Конец рассказа был несколько испорчен, потому что балконная дверь отворилась еще раз… И Ким увидел Ладу.
— Ох, Лада, и ты прилетела с ними? Ты здорова? Где ты была?
Нина вмешалась: она руководила всем этим спектаклем.
— Кимчик, Лада здорова и жива, и рассказ ее будет не менее интересным. Но сейчас тебе нужно лететь к Гхору. И если разрешишь, мы полетим с тобой. У нас протоколы, пленки, и ты не успеешь во всем разобраться. А Лада не исчезнет больше, она подождет нас тут.
И добавила, обращаясь к подруге:
— А ты жди, я скажу все, слово в слово, ничего не перепутаю. Сначала про дело, а потом: «Это все открыла ваша жена».
Ким, несмотря на свою недогадливость, понял, что сценарий встречи разработан тут во всех подробностях. И каждому отведена своя роль: Нина выступает как посредник между супругами, а он посредник между Ниной и Гхором.
Посредник посредника — только и всего!
Он пожал плечами и, отстегивая крылья, вышел на балкон. До лаборатории Гхора было не более полукилометра, но он и так опаздывал минут на десять.
И вдруг с лабораторией произошло что-то непонятное. Стена ее скособочилась, словно отразилась в кривом зеркале, а потом бесшумно раскрылась, и дым повалил изнутри.
Прежде чем воздушная волна и грохот взрыва дошли до балкона, Ким был уже в воздухе. В воздухе его толкнул тугой удар. Завертел волчком, кинул за облака. Ким переждал несколько секунд и оттуда, из-за облаков, скользнул к развалившейся стене.
Он все понял в одно мгновение: опыт не удался, Гхор перешел опасный предел, жесткие частицы прорвали и разметали вакуумную броню.
— За мной не летите. Может быть опасная радиация. Я врач, я сообщу, если можно, — кричал он по радио. Но никто не слушал его. Том и Нина сами были врачами. Лада тоже. И могла ли радиация испугать ее?
Почти одновременно с разных сторон все четверо скользнули в пролом стены. Дымился развороченный взрывом ратоаппарат, бурый дым медленно выходил наружу, на полу хрустели осколки приборов, казалось, тяжелый каток прошелся по ним. Один из лаборантов стонал, закрыв руками лицо, другого взрывом выбросило наружу.

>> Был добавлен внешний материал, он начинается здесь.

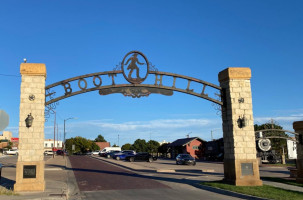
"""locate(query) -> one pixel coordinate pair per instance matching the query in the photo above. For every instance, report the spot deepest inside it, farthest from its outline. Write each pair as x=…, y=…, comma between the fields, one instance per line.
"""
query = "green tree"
x=140, y=146
x=153, y=146
x=277, y=144
x=127, y=146
x=100, y=138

Гхор лежал в углу, вдавленный за ратоматор, весь в крови от плеч до колен, с рукой, нелепо вывернутой за спину.
Лада пыталась приподнять его голову и все твердила надрывно:
— Милый, милый, милый, ну посмотри же на меня, милый!
Гхор открыл рот и захрипел. Ким понял: все кончено. Это так называемый предсмертный вздох. Воздух выходит из легких.

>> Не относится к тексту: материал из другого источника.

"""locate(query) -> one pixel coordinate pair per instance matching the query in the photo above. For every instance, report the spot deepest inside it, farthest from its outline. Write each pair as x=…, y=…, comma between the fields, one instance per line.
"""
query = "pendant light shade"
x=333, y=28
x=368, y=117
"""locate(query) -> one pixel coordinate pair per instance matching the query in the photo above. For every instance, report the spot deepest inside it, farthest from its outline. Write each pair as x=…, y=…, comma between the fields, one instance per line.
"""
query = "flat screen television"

— Милый, ну посмотри же на меня!
И не Лада, не растерявшийся Ким — Нина закричала с возмущением:
— Мужчины, что же вы стоите как чурбаки? Запишите его скорей! Запишите его!

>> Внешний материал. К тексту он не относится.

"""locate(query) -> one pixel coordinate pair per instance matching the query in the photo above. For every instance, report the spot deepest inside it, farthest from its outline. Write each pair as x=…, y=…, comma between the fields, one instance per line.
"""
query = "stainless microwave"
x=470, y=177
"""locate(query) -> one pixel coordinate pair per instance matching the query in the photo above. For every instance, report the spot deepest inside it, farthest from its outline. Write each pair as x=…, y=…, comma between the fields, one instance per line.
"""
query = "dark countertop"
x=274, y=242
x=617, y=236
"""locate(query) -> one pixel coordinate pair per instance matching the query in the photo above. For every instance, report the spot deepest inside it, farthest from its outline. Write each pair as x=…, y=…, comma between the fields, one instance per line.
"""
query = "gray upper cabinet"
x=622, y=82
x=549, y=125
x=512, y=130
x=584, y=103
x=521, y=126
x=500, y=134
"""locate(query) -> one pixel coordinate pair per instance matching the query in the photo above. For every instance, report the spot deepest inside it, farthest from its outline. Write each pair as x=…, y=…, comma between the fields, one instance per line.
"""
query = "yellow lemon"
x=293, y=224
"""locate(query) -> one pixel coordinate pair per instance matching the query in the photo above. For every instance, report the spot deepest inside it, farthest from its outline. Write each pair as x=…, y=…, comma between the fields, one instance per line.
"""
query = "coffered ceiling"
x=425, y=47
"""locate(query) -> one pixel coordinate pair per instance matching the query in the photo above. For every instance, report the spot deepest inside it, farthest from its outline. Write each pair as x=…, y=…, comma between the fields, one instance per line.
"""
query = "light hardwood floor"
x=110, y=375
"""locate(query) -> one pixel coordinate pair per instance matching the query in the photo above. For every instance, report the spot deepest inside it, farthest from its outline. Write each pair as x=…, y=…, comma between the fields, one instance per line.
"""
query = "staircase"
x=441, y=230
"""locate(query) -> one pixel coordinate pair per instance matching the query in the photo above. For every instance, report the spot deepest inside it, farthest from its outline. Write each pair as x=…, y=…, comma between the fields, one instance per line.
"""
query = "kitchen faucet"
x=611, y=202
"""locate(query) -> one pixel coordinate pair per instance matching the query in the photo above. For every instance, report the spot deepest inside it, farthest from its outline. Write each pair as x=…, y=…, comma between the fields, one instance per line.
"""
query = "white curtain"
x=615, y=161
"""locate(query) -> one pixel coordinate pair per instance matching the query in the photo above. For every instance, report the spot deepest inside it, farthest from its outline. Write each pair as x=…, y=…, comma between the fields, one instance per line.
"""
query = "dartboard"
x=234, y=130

Раньше все люди у нас в Солнечной системе были обречены на грустную участь. Побывши полноценными три-четыре десятка лет, они становились немощными, некрасивыми, постепенно теряли силы и способности. Части тела их портились одна за другой, порча причиняла мучительные боли. Все это называлось неизбежной старостью. И, в конце концов, несмотря на все усилия специалистов, какой-нибудь важный орган выходил из строя и организм прекращал функционировать — умирал. Тысячелетиями мы в Солнечной системе мирились с таким порядком, даже не представляли, что может быть иначе.